United Kingdom Property Notebook

Inside Liverpool's Property Market in 2026

By Savvas Agathangelou5 min

Liverpool's waterfront regeneration and the renewed centre have changed how buyers see the city. Our editorial read on Liverpool property in 2026.

AuthorSavvas Agathangelou
Published10 April 2026
Read5 min
SectionUnited Kingdom Property Notebook
Liverpool Real Estate Market

Liverpool's residential market in 2026 is one of the most architecturally distinctive in the UK — a city whose Victorian commercial heritage anchored the largest UNESCO World Heritage Site in the country until its delisting in 2021, and whose waterfront still reads as one of the most legible nineteenth-century maritime ensembles in Europe.

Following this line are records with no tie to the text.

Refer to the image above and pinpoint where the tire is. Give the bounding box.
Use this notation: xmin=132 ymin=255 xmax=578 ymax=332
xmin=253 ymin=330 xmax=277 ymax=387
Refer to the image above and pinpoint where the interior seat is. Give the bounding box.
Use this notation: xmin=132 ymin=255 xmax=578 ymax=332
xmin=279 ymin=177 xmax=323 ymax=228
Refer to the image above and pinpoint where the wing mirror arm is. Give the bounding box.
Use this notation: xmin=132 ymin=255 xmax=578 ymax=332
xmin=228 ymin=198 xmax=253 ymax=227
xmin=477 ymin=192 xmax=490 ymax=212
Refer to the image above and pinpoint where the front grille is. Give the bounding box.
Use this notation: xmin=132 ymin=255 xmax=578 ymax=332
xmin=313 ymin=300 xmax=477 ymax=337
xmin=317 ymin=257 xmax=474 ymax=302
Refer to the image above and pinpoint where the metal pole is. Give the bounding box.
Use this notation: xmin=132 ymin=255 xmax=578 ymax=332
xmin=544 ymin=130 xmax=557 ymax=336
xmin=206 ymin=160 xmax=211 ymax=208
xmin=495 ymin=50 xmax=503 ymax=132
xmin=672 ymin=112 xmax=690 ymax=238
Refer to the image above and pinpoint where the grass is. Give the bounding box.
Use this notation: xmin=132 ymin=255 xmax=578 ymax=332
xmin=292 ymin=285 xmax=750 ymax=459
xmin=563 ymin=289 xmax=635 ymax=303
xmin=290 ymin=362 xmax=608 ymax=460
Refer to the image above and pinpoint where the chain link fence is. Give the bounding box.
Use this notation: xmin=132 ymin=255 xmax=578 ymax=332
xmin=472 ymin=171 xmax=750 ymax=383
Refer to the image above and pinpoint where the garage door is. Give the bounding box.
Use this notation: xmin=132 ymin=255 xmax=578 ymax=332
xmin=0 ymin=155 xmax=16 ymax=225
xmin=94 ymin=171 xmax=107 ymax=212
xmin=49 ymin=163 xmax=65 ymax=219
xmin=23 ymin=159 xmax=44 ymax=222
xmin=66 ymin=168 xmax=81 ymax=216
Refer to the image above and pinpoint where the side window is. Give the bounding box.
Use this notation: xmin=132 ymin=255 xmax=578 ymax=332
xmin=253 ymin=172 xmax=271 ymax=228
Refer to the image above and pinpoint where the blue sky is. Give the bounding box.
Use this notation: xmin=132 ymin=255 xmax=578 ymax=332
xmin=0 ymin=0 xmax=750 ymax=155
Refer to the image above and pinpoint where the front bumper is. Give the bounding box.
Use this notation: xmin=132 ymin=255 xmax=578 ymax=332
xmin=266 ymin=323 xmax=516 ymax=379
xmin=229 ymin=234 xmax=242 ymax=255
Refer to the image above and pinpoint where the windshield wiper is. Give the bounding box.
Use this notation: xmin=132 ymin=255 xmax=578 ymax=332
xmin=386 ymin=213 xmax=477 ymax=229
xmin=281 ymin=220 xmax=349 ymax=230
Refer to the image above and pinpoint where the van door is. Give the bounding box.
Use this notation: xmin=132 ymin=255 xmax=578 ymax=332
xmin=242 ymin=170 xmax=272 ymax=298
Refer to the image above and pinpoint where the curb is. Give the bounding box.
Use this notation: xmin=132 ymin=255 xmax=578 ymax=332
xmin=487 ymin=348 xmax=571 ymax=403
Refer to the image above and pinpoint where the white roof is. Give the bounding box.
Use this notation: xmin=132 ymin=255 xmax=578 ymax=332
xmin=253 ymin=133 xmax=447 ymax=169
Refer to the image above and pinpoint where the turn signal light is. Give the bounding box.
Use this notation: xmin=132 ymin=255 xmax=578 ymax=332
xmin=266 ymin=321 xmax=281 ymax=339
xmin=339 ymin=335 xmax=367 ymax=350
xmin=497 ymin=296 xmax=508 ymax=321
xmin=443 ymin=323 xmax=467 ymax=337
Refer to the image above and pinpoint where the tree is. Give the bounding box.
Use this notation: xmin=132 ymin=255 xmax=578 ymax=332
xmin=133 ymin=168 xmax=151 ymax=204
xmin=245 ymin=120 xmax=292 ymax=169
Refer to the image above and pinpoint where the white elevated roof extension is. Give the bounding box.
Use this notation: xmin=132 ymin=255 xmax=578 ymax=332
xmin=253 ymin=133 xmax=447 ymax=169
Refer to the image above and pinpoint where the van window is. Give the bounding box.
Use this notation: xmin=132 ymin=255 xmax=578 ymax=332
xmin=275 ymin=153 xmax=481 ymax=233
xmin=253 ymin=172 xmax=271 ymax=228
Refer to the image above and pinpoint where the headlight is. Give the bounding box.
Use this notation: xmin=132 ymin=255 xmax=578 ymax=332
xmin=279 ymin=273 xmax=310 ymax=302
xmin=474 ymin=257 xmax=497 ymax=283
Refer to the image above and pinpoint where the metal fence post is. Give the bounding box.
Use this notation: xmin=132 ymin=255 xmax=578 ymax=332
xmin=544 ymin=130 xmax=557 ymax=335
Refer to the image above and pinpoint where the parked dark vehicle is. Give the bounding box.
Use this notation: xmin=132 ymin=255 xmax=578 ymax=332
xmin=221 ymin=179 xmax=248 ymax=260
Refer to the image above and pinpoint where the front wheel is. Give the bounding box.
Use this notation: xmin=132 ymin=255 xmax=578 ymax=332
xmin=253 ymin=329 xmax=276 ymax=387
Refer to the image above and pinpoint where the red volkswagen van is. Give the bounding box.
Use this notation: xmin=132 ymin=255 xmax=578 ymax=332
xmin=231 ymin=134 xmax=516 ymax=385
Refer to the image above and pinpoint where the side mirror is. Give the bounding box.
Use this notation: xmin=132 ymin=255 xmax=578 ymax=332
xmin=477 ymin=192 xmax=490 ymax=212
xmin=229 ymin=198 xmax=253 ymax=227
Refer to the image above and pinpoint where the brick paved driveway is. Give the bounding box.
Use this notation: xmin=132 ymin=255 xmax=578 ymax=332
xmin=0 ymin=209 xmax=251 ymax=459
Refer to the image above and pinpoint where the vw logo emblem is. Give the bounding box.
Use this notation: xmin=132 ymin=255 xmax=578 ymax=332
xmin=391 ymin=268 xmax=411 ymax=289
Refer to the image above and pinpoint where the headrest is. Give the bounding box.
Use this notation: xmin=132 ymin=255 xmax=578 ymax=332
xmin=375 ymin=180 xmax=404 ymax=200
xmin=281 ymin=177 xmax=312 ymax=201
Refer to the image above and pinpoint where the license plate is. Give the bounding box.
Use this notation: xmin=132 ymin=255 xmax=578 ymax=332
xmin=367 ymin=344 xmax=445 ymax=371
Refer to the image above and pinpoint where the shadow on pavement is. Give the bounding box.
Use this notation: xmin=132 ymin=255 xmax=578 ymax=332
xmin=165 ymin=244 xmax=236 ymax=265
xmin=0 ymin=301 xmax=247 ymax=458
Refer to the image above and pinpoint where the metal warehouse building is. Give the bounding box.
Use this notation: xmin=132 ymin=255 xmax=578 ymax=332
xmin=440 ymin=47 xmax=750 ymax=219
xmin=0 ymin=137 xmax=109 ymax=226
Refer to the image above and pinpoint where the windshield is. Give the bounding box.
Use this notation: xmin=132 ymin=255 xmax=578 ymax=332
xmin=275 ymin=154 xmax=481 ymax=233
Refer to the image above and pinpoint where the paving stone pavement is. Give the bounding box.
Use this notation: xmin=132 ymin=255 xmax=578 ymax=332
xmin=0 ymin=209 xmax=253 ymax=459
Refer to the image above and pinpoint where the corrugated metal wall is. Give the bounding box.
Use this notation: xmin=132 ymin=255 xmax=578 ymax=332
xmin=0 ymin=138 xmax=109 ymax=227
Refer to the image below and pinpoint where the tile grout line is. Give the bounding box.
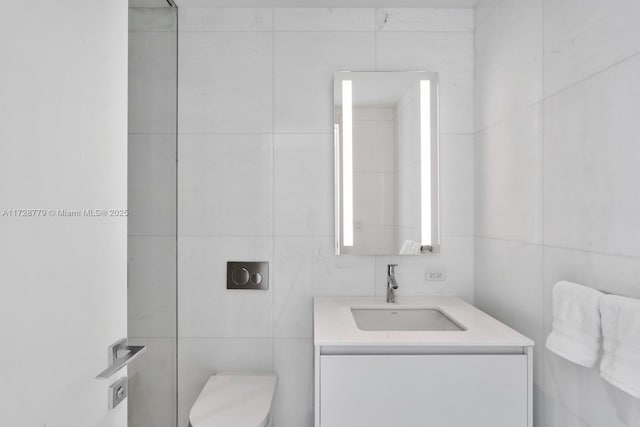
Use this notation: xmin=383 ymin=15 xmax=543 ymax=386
xmin=174 ymin=8 xmax=180 ymax=426
xmin=532 ymin=1 xmax=546 ymax=422
xmin=270 ymin=8 xmax=276 ymax=378
xmin=472 ymin=234 xmax=640 ymax=261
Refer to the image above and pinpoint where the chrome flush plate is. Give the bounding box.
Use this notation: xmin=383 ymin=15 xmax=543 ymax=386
xmin=227 ymin=261 xmax=269 ymax=290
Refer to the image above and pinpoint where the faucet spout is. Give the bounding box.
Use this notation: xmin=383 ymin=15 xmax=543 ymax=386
xmin=387 ymin=264 xmax=398 ymax=304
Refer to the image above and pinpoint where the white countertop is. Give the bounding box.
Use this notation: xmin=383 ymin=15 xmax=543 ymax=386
xmin=313 ymin=297 xmax=534 ymax=347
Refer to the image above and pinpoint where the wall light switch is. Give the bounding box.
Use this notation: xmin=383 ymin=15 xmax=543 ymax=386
xmin=426 ymin=268 xmax=447 ymax=282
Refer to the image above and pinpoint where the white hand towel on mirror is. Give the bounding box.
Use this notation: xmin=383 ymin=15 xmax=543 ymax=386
xmin=546 ymin=281 xmax=604 ymax=367
xmin=600 ymin=295 xmax=640 ymax=399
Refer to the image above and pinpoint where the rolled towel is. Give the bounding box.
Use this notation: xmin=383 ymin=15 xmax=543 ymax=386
xmin=600 ymin=295 xmax=640 ymax=399
xmin=546 ymin=281 xmax=604 ymax=367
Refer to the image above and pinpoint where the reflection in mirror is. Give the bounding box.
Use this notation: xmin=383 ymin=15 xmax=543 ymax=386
xmin=334 ymin=71 xmax=440 ymax=255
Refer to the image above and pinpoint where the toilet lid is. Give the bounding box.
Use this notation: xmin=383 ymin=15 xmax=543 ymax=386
xmin=189 ymin=373 xmax=277 ymax=427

The average residential property price sits at approximately £182,000, up roughly 8.5 percent year-on-year — among the strongest movements in any major UK city. Average monthly rents have crossed £900, up nearly 10 percent annually. Knight Frank's UK Cities tracking and Savills's residential research both describe Liverpool as the city where the gap between purchase price and rental absorption has been most consistently striking outside London.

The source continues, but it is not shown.